Obama: Feds looking into stock market plunge

WASHINGTON - President Barack Obama said Friday that regulatory authorities were probing one of the wildest trading days in Wall Street history that left investors, government officials and traders scratching around for a cause.

"The regulatory authorities are evaluating this closely with a concern for protecting investors and preventing this from happening again and they will make findings of their review public along with recommendations for appropriate action," Obama said in remarks from the White House Rose Garden on the nation's employment situation.

A computerized sell-off sent the Dow Jones industrial average plummeting by a near-record 1,000 points within about a half-hour Thursday afternoon. Fear that the European debt crisis could spread was a factor. The market regained two-thirds of that loss before the end of trading.

Reuters said Friday the Securities and Exchange Commission has launched an investigation into Thursday's stock market plunge. It attributed a source familiar with the matter.

On Thursday, the SEC and fellow market watchdog the Commodity Futures Trading commission said they were working closely with other regulators and exchanges to review the unusual trading activity.

In an investigation, the SEC would look for any wrongdoing that may have been related to the stock market drop.

Geithner, Bernanke spoke
A source told Reuters that Treasury Secretary Timothy Geithner held a conference call Thursday with Federal Reserve Chairman Ben Bernanke and officials at the SEC and the CFTC.

There's still no clarity over what exactly happened and that uncertainty was affecting trade on Friday too.
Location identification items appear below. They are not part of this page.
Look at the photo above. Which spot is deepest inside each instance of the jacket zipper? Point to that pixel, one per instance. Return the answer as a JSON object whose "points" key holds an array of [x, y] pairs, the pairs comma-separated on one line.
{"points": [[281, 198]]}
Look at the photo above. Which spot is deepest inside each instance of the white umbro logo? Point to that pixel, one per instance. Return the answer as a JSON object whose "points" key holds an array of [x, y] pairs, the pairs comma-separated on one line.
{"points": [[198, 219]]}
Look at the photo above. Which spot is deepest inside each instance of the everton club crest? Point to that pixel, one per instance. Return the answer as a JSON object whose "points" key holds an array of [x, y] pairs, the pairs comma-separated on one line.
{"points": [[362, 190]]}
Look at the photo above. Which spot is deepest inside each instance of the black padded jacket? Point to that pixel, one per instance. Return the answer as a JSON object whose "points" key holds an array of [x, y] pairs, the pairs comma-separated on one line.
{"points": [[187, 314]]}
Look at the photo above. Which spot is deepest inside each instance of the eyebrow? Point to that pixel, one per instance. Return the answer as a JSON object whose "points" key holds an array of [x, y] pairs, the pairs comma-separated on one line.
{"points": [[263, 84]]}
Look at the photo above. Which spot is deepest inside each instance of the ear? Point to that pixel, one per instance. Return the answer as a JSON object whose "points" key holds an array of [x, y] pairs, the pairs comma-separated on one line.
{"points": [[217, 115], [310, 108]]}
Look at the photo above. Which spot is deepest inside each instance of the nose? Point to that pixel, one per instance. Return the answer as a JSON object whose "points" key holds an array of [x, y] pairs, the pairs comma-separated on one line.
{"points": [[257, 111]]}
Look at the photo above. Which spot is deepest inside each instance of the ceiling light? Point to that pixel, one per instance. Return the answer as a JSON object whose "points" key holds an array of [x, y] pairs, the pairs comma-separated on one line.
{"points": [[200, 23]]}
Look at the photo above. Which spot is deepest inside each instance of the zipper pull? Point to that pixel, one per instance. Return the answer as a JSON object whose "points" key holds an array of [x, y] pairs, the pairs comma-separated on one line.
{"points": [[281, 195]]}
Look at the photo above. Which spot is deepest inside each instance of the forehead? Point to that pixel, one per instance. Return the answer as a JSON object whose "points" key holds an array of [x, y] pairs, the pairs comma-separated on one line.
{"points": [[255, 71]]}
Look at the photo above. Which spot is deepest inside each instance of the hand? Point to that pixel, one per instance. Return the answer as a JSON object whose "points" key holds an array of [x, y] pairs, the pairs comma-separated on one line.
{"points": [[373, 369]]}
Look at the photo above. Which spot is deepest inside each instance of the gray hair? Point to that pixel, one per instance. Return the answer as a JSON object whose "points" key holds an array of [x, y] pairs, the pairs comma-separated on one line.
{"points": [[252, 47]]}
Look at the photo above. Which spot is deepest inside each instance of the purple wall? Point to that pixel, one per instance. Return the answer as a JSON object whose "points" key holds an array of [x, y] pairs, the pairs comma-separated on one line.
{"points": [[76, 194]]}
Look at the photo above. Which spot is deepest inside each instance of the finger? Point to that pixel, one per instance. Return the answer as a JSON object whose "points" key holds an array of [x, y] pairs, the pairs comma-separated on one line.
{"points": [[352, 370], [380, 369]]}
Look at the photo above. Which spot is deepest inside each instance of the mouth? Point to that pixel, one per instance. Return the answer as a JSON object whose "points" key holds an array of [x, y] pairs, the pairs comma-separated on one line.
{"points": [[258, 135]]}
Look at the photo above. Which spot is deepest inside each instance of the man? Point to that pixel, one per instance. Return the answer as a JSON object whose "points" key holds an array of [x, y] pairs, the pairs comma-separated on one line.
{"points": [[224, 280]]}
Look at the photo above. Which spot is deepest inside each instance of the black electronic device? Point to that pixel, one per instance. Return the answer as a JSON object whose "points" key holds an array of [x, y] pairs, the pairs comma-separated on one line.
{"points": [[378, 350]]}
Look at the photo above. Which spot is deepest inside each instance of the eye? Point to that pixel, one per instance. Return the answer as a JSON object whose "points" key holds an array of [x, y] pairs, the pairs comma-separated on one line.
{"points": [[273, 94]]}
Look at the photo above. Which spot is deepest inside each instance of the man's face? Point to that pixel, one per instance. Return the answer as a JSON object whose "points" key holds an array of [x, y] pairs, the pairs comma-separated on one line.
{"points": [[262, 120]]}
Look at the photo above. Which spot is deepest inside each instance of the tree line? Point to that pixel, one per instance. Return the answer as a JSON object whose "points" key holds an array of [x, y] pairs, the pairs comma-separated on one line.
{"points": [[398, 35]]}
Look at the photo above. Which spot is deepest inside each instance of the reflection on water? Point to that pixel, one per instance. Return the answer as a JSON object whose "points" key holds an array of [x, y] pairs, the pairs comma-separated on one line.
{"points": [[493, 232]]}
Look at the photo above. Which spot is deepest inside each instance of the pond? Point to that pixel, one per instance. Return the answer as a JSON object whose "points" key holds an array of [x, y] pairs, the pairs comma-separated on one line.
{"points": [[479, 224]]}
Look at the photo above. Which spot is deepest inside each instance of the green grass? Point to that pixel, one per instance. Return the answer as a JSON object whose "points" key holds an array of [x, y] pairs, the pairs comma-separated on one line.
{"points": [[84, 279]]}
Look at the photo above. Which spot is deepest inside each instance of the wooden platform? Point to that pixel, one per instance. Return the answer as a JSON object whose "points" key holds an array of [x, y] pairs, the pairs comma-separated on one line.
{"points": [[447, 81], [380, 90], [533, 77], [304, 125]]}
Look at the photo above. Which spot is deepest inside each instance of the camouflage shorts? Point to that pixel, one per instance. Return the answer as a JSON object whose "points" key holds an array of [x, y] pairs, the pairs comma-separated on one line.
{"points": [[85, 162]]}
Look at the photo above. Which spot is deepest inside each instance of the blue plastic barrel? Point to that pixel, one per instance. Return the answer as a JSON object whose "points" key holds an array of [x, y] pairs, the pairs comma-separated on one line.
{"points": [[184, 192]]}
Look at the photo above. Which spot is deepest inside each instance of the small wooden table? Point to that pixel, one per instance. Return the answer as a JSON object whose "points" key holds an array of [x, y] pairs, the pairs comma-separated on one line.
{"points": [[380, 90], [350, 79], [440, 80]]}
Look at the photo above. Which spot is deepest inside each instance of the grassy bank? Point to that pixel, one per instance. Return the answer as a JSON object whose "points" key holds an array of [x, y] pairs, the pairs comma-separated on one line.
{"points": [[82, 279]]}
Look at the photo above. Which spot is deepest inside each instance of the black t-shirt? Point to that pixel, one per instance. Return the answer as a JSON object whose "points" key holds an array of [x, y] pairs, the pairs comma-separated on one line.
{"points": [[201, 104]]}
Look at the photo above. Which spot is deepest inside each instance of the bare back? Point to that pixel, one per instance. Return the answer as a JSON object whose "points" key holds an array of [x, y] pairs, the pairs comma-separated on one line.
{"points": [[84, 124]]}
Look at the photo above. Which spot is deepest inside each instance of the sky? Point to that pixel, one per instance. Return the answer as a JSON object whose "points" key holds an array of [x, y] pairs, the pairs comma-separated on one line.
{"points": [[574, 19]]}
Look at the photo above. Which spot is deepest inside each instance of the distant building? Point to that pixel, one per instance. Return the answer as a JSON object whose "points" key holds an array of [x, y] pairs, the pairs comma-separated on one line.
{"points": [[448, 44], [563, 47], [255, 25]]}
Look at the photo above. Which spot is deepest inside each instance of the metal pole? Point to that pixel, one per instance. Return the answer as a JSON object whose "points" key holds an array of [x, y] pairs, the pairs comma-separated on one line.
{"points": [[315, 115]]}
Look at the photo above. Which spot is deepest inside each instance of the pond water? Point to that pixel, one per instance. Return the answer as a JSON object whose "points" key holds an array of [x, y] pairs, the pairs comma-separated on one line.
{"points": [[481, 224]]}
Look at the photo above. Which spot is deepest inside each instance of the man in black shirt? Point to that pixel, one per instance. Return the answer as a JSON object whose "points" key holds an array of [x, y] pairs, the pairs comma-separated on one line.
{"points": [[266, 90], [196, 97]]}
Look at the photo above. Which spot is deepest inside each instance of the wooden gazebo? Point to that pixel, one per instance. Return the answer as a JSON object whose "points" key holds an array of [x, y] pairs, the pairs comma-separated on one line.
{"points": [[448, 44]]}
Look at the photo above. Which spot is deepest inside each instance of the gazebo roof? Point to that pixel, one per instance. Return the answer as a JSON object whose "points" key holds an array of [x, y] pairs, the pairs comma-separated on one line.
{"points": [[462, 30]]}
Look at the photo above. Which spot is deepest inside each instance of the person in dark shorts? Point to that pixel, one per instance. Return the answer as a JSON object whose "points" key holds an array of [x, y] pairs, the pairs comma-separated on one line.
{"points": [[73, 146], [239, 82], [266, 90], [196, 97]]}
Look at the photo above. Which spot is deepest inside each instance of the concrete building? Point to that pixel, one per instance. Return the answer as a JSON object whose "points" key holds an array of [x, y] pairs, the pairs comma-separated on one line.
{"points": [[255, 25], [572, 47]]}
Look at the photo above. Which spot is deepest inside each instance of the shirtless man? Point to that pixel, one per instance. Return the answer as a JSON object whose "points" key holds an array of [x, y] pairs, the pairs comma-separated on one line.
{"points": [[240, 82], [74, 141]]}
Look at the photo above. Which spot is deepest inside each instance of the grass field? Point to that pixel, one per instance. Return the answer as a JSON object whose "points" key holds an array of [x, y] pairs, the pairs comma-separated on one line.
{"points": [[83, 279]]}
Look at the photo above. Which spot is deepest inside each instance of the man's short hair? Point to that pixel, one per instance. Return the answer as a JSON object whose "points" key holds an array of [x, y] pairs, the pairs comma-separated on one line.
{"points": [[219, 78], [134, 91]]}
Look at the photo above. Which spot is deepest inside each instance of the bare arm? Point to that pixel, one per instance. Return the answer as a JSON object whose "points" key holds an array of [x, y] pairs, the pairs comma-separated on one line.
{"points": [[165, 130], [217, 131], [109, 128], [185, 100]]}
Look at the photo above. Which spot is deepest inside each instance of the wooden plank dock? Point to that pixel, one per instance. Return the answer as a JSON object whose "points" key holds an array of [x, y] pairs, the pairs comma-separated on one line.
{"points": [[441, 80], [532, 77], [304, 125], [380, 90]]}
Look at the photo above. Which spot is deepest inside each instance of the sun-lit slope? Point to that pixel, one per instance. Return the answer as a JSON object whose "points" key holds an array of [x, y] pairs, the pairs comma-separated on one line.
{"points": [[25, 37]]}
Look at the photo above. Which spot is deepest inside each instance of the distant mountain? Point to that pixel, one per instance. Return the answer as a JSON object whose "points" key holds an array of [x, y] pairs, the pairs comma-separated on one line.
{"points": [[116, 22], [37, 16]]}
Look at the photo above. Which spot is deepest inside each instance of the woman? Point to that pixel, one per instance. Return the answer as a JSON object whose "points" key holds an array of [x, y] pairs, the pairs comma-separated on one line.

Stocks were seesawing despite news that the U.S. economy created a higher-than-expected 290,000 jobs in April, the largest monthly increase in four years.

Some market experts said Friday that the fault lies in problems related to a "go slow," stock-by-stock circuit breaker mechanism at the NYSE that was instituted in 2006. When the market moves “too fast” the mechanism allows specialists in each stock to take the wheel and slow trading down to human speed. The trigger is something called a "liquidity replenishment point" or LRP, which is different for each stock.

Once the LRPs were tripped, executions at the NYSE posts slowed dramatically, with trades taking as much as 30 to 60 seconds to clear. But high frequency traders may have kept trading around the mechanism. And because they were trading into an extremely thin market, bids collapsed.

That sent computers looking to fill trades at any price, no matter how low.

"(The New York Stock Exchange) did not call a halt, but they basically walked away from the stock," Bob Greifeld, CEO of NASDAQ, told CNBC. "So that lack of liquidity in the trading of their stocks such as P&G or Accenture in that nervous period of time had a disproportionate affect on terms of what happened with the stocks."

NYSE Euronext CEO Duncan Niederauer defended the exchange's policy of slowing trading in individual stocks. The problem, he said, arose because electronic trading platforms don't follow the Big Board's lead when it imposes the "circuit breakers" on individual stocks.

"Let's stop the finger-pointing," he told CNBC. "There's no walking away. There's no abandoning our obligations. We've had a market model in place for years that includes exactly what Bob is advocating for, which is a circuit breaker stock by stock."

Canceled trades
Reuters said trades that took place during the worst of the meltdown will be canceled for more than 250 stocks, Nasdaq OMX said, adding to the long list of "busted" transactions on NYSE Euronext's Arca, other exchanges and trading venues.

The unusual exchange-wide agreement to cancel trades in stocks raised questions for futures and options markets, where many contracts are based on underlying stocks and stock indexes.

U.S. options exchanges also broke trades based on underlying equities, although the volume of busted trades was "deminimis," said a spokesman at the Options Clearing Corp. A record number of options contracts traded on Thursday.

At least one high-frequency trading firm said it stopped trading during the worst of the selloff, raising questions about the reliability of the all-electronic market-makers that provide much liquidity in today's markets.

Whatever the cause of Thursday's wild ride, the stock market sell-off will be examined by a congressional subcommittee at a hearing Tuesday, said U.S. Representative Paul Kanjorski, chairman of the panel, Friday.

"The financial market's dramatic swing was incredibly startling," Kanjorski, head of the capital markets subcommittee of the House of Representatives, said in a statement.

"Reports have surfaced that much of this movement was potentially as a result of a computer glitch. We cannot allow a technological error to spook the markets and cause panic. This is unacceptable."

He said the SEC must look into the matter. "Additionally, my subcommittee will hold a hearing to examine this issue," he said.